В самом деле сэр Уолтер, хоть и не испытывал истинного счастья, ибо он не считал себя польщенным и он не любил Энн, не находил, однако, что дочь его сделала предосудительную партию. Напротив, приглядевшись к капитану Уэнтуорту, рассмотрев его хорошенько при дневном свете, он был немало впечатлен его наружностью и почел, что преимущества красоты на его стороне уравнивают преимущества знатности на стороне Энн; вдобавок же имя его звучало вовсе недурно, и оттого сэр Уолтер с большой охотой приготовлял перо свое к тому, чтобы сделать в книге книг соответствующую запись.

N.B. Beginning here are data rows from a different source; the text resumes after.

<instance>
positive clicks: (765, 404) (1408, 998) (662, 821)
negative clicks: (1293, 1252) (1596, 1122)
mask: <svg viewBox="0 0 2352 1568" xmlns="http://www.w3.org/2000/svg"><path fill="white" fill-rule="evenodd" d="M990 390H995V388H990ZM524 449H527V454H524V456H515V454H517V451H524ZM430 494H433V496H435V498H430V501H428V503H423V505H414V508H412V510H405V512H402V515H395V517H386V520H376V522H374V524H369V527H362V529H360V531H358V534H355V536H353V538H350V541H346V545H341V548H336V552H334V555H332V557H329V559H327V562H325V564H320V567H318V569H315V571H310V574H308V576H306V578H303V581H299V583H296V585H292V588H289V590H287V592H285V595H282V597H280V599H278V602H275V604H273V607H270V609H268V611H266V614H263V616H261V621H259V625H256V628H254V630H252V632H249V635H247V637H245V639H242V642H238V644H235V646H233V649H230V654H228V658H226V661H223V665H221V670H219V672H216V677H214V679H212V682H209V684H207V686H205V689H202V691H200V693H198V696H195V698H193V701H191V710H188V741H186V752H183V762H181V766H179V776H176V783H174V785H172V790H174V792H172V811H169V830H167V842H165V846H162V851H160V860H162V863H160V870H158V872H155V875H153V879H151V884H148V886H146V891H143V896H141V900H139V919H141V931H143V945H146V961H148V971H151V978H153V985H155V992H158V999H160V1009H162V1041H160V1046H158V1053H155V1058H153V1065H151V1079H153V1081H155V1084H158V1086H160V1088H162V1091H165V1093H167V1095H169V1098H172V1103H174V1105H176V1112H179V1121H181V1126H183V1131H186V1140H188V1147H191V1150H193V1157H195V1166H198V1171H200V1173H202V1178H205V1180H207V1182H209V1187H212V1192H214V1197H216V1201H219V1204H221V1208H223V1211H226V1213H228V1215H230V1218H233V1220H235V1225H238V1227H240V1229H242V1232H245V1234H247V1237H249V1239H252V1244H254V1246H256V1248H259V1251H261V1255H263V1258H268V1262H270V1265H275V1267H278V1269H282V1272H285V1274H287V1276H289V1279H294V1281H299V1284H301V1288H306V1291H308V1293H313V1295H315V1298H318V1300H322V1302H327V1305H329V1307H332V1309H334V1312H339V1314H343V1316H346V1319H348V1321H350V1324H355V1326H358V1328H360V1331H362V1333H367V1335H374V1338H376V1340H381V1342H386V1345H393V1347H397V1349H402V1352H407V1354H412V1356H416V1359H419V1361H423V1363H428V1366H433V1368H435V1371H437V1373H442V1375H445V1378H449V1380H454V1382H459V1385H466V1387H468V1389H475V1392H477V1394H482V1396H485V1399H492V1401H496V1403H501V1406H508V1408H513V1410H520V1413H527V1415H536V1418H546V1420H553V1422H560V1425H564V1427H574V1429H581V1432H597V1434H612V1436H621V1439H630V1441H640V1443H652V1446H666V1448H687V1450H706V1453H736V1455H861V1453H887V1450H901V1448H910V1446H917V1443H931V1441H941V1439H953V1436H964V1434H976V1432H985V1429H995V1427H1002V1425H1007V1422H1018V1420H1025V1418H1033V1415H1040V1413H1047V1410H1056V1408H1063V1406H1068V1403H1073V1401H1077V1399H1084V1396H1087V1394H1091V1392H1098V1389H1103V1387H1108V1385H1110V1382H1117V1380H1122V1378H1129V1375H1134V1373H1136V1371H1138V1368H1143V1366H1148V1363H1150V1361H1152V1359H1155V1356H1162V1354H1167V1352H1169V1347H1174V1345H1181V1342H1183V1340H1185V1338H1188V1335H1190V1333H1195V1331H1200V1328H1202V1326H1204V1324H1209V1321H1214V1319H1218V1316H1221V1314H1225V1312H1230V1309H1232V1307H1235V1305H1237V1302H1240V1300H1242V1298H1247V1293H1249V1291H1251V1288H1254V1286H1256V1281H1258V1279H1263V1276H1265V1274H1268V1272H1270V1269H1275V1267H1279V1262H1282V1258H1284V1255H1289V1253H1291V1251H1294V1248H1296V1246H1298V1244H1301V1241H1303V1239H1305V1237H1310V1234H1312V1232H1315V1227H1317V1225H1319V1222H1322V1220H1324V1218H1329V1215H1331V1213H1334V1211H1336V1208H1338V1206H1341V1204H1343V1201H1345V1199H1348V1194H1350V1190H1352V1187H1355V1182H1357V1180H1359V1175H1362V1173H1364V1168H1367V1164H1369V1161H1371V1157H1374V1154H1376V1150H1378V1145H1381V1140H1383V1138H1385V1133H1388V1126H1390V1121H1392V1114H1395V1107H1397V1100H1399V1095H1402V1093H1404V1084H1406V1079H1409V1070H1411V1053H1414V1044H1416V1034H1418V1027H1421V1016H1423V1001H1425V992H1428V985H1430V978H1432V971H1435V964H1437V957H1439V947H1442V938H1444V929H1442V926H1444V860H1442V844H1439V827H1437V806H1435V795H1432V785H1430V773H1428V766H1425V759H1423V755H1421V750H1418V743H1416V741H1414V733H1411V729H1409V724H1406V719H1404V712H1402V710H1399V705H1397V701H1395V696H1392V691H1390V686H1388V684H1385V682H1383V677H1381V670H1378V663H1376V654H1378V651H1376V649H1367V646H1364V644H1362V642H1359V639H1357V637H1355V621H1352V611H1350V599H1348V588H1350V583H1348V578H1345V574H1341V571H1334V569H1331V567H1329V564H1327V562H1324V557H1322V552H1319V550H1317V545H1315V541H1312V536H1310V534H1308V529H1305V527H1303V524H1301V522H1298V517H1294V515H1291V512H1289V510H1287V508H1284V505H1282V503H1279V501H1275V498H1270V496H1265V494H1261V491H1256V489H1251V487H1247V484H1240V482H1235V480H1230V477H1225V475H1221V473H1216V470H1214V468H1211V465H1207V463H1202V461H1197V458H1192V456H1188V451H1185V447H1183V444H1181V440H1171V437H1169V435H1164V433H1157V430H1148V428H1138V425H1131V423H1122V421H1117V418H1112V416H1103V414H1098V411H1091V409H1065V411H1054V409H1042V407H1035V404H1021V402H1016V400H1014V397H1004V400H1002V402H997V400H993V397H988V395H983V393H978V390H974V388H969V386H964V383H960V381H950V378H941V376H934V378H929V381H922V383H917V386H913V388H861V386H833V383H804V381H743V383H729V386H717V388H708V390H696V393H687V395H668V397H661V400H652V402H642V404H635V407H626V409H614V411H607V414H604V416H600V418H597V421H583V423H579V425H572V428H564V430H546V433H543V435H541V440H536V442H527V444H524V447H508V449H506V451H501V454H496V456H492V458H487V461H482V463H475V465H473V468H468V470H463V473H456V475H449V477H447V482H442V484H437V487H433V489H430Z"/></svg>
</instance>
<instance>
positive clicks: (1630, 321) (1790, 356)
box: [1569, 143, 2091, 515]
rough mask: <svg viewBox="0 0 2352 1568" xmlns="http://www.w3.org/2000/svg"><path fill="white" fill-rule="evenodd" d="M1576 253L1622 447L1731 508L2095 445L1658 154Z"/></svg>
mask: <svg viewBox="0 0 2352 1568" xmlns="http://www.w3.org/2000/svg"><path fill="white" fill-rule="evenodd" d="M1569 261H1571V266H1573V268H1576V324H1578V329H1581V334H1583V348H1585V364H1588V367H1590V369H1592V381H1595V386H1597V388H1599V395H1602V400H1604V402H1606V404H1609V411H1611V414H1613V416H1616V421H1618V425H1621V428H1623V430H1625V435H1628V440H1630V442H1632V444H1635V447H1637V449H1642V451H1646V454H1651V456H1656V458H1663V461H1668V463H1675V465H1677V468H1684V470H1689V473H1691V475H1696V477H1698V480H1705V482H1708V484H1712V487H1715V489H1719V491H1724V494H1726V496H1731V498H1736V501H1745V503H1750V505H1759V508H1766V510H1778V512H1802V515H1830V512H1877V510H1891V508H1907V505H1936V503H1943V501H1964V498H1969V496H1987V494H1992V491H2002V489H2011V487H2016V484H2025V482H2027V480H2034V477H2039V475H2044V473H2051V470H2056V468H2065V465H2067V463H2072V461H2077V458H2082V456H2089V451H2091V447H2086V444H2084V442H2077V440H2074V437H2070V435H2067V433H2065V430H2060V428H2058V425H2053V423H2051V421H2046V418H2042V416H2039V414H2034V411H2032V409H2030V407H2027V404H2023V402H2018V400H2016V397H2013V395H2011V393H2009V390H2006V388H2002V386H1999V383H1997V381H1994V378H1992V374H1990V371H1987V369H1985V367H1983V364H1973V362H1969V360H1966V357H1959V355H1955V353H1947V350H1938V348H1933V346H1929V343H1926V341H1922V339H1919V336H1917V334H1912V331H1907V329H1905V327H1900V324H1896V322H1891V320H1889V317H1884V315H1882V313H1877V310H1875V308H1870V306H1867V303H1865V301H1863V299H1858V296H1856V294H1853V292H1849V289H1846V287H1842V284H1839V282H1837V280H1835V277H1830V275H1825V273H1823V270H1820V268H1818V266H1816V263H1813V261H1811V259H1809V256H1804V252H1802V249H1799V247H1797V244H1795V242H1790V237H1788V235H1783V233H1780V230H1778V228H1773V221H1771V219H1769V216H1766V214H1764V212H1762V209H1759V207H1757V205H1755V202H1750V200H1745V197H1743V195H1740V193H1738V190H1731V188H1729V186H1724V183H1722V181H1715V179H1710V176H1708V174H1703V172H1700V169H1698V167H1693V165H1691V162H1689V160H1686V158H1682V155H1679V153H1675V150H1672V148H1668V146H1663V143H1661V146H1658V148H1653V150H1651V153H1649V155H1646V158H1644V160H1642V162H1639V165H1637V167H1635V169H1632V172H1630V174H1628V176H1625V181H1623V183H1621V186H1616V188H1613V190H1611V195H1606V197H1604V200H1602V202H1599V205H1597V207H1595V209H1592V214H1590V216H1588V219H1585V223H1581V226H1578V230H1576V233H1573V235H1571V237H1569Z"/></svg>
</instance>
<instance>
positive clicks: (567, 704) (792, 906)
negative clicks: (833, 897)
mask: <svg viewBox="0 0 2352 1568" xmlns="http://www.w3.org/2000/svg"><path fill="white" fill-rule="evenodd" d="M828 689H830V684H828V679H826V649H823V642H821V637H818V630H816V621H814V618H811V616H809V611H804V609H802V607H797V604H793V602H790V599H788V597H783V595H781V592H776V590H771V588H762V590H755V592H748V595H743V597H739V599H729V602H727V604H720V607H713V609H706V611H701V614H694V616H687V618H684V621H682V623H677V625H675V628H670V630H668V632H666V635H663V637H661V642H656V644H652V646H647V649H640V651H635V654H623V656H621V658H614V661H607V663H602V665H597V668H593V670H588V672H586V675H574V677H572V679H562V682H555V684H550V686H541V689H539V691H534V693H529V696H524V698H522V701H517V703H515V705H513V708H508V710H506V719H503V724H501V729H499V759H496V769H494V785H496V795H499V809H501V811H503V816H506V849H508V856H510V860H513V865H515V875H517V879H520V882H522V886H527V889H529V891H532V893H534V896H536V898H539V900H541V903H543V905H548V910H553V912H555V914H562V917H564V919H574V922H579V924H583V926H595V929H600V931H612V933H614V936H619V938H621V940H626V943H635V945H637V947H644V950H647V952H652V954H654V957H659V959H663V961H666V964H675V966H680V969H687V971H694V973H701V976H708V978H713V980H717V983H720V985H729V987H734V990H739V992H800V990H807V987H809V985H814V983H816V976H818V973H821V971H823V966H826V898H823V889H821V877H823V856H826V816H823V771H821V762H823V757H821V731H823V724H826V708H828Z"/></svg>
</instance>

Единственный человек, которого не на шутку боялась огорчить Энн, была леди Рассел. Энн знала, что леди Рассел неприятно будет понять и отставить мистера Эллиота и нелегко будет ближе сойтись с капитаном Уэнтуортом и по справедливости оценить его. Меж тем леди Рассел это предстояло. Ей предстояло узнать, что насчет обоих она ошиблась; что обоих ложно судила она по внешности; что, не пленясь повадкой капитана Уэнтуорта, заподозрила она в ней признаки опасной ветрености, а весьма довольная степенными манерами мистера Эллиота, вкрадчивую их любезность она почла за следствие благородного ума и правил самых строгих. Ей ничего не оставалось, как признать, что она кругом была неправа, переменить свои сужденья, отринуть старые надежды и предаться новым.

Есть в иных людях дар быстро распознавать чужую душу, глубоко проникать чужой характер, дар природный и не заменяемый никаким опытом, и здесь-то леди Рассел уступала своему юному другу. Но была она женщина очень добрая, и если она и хотела быть умной и прозорливой, еще более хотела она счастья Энн. Энн любила она более своих дарований, и, преодолевши первую неловкость, она без особенного труда полюбила как мать того, кто был причиной счастья другого ее дитяти.